いつメンの美遥(みはる)真央(まお)に、青山くんと別れたことを伝えたら、ふたりとも目をまんまるにしてこちらを見つめていた。

「今度は半年持つかな〜って思ってたんだけどな」

「結構仲良くやってたのに。青山くんでもダメなの?」

「うん。

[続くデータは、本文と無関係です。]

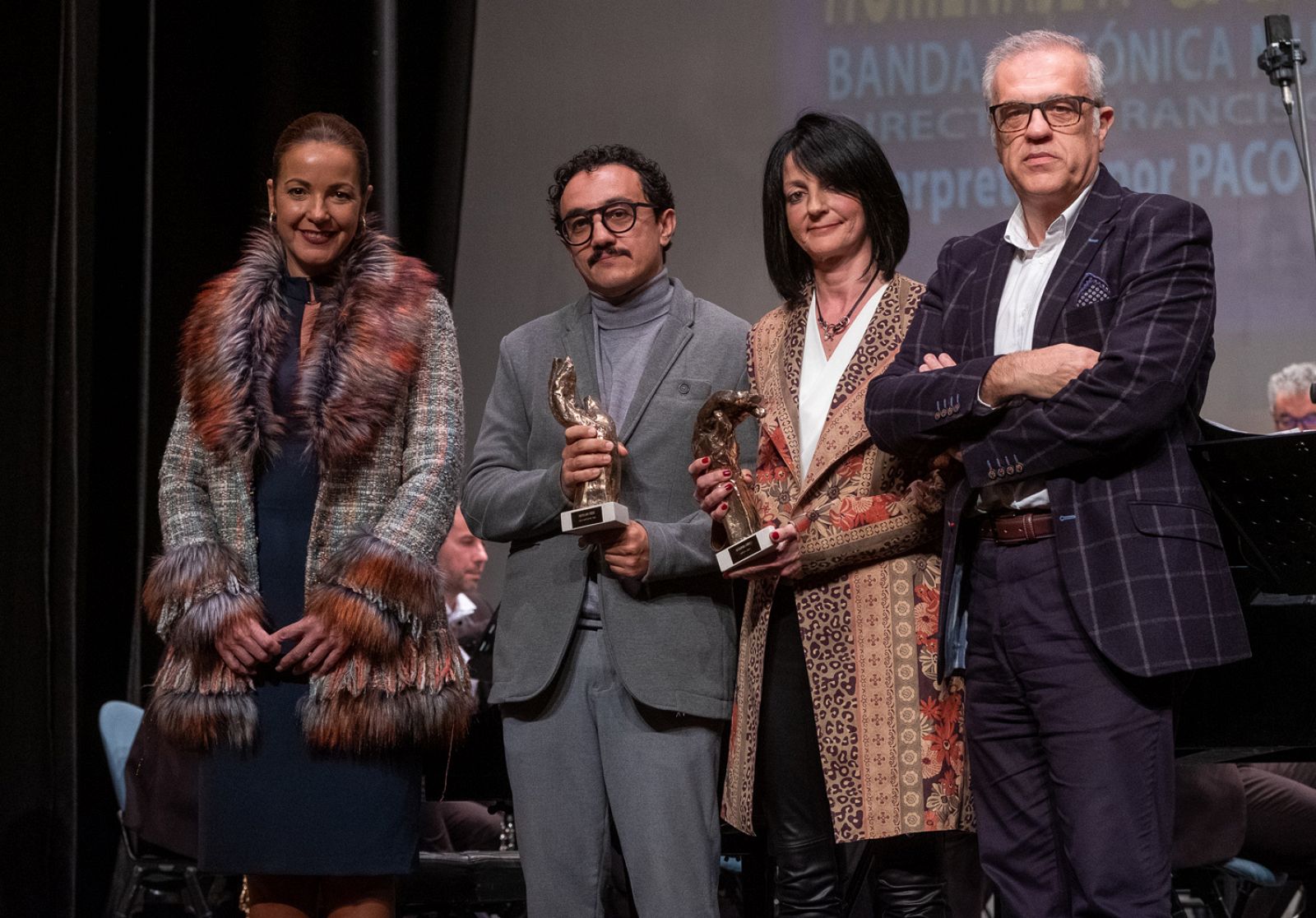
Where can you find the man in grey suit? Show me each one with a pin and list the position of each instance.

だってつまんないんだもん」

私はそう言って、黒塗りのお弁当箱に入った卵焼きを一口頬張る。

「でた〜ほんっと、相変わらずのお嬢様」

「さすがの青山くんも、恋杏ちゃまのわがままには愛想つかしたか」

とふたりの容赦ない言葉に、私は口を尖らせる。

「今回も私が振ったんだもん!3ヶ月もこの可愛い恋杏とお付き合いできたんだから、一生の思い出よ!」

一方的に私を好きだと告白してきたのは向こうなのだから、不満があって別れを切り出すのは当然の権利。

「そんな弁当食べるお嬢さまからしたら、庶民の男がつまんないのも当然よね」

「青山くん、かわいそう」

なんて、ふたりは呆れたように相槌を打って食事を再開した。